Internet semble rejoindre aujourd’hui la qualification de média de masse : un moyen de communication proposant notamment des contenus audiovisuels visionnés par une large audience comptant plusieurs millions de personnes à travers le monde.
- La qualification adéquate des pratiques en ligne. L’introduction et la profusion ces dernières années de la publicité au sein d’Internet, le développement de pratiques commerciales et contractuelles pour pallier les manquements légaux, supposent une actualisation du régime juridique de la publicité en ligne.
Si de nombreuses vidéos apparaissent, sans aucun doute possible, comme des pratiques commerciales, d’autres formats peuvent se rapprocher de notions comme le parrainage, le mécénat, le simple placement de produit ou encore le billet sponsorisé, chacun bénéficiant de ses propres contraintes et ses avantages.
- La responsabilité de YouTube. Premier hébergeur de contenus audiovisuels, la société filiale du géant Google, refuse toute responsabilité quant aux contenus proposés sur son site internet, contestant une éventuelle politique éditoriale. Son choix politique et stratégique ne l’engage qu’aux diligences sur dénonciation de certains contenus. Le contrôle de YouTube sur les contenus, les moyens proposés aux internautes – un code couleur associé à des thèmes génériques (Langage, Nudité, Situations sexuelles, Violences et Consommation de drogues) peuvent inquiéter quant à l’efficacité de son dispositif.
Et les seules recommandations dans les conditions générales de suivre les règles applicables dans son pays de résidence ne sont pas particulièrement dissuasives.
- Et surtout le statut des YouTubers. Si leurs vidéos apparaissent similaires, les sociétés créées par des YouTubers et streamers ont des activités variées : producteurs de films et de programmes pour la télévision et autres activités récréatives et de loisirs ; partenaires de régie publicitaire de médias, activités des agences de publicité. Retrouvez nos formations sur les influenceurs et le marketing.
Cette diversité quant à la qualification de leur activité professionnelle influe nécessairement sur leurs obligations et responsabilités : règles propres à l’audiovisuel, régime juridique encadrant la publicité, droit de la presse, etc. Il apparait tout du moins critiquable que des contenus audiovisuels proches puissent s’affranchir de certaines règles en fonction de l’objet social de la société qui les produit.

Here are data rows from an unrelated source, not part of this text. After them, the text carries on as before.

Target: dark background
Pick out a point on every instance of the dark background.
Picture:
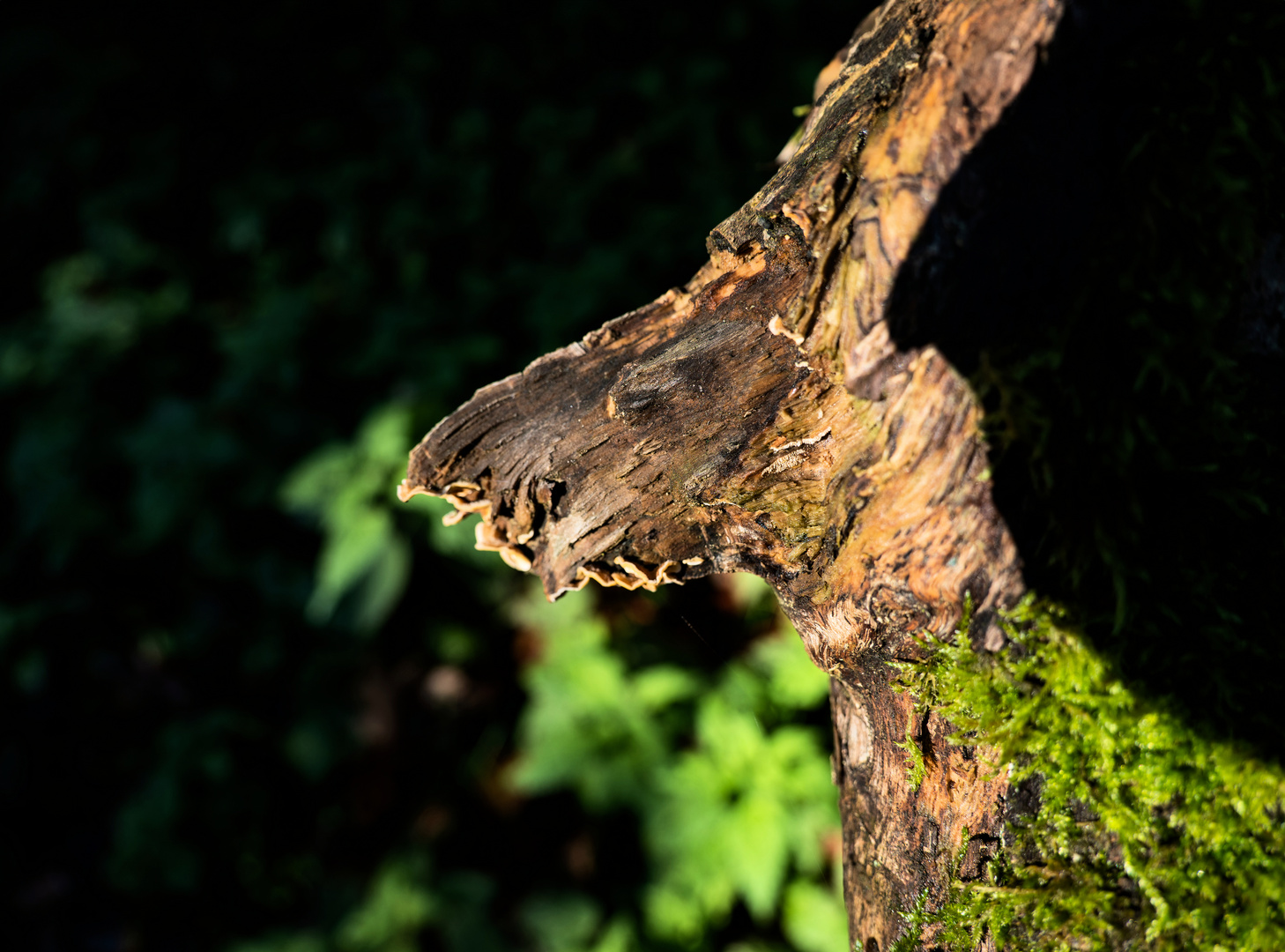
(230, 232)
(233, 232)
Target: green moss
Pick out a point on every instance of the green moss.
(915, 769)
(1145, 830)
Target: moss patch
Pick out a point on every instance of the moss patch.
(1141, 830)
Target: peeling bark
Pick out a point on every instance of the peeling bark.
(762, 419)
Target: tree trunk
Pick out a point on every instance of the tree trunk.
(762, 419)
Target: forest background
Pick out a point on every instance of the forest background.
(249, 702)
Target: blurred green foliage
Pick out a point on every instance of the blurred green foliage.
(255, 252)
(727, 819)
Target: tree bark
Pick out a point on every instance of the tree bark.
(762, 419)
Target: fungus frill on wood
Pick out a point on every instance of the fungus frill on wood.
(763, 419)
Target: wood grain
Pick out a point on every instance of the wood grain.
(761, 419)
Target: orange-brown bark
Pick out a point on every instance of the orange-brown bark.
(762, 419)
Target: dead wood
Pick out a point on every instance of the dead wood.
(762, 419)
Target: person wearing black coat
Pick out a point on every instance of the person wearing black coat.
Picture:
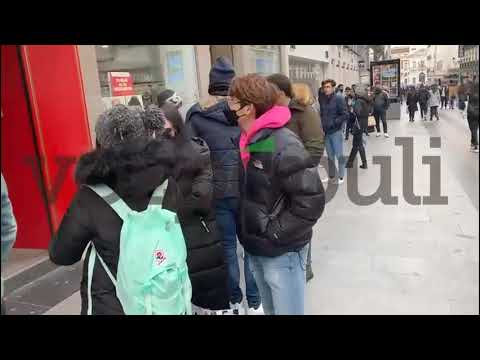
(133, 165)
(358, 125)
(205, 256)
(213, 121)
(412, 100)
(282, 195)
(380, 107)
(423, 97)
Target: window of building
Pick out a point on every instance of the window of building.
(136, 74)
(264, 59)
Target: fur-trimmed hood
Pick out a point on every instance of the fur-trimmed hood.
(137, 167)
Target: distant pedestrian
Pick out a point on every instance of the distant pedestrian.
(380, 107)
(434, 102)
(339, 89)
(473, 115)
(358, 125)
(444, 96)
(412, 105)
(169, 96)
(349, 100)
(423, 96)
(9, 229)
(334, 114)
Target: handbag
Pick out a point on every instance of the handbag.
(371, 121)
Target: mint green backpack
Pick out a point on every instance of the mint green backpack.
(152, 275)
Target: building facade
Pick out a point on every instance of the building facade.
(468, 61)
(442, 63)
(312, 64)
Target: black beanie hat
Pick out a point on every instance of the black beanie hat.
(221, 76)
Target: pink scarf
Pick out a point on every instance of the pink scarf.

Dans un souci de transparence, le législateur a imposé en 2011 aux laboratoires pharmaceutiques de déclarer l’intégralité des paiements, prestations ou tout intéressement au capital d’une entreprise à l’égard notamment des professionnels de santé. Un système similaire pourrait ètre envisagé afin de pousser les YouTubers à plus de transparence sur la réalité des contenus qu’ils publient.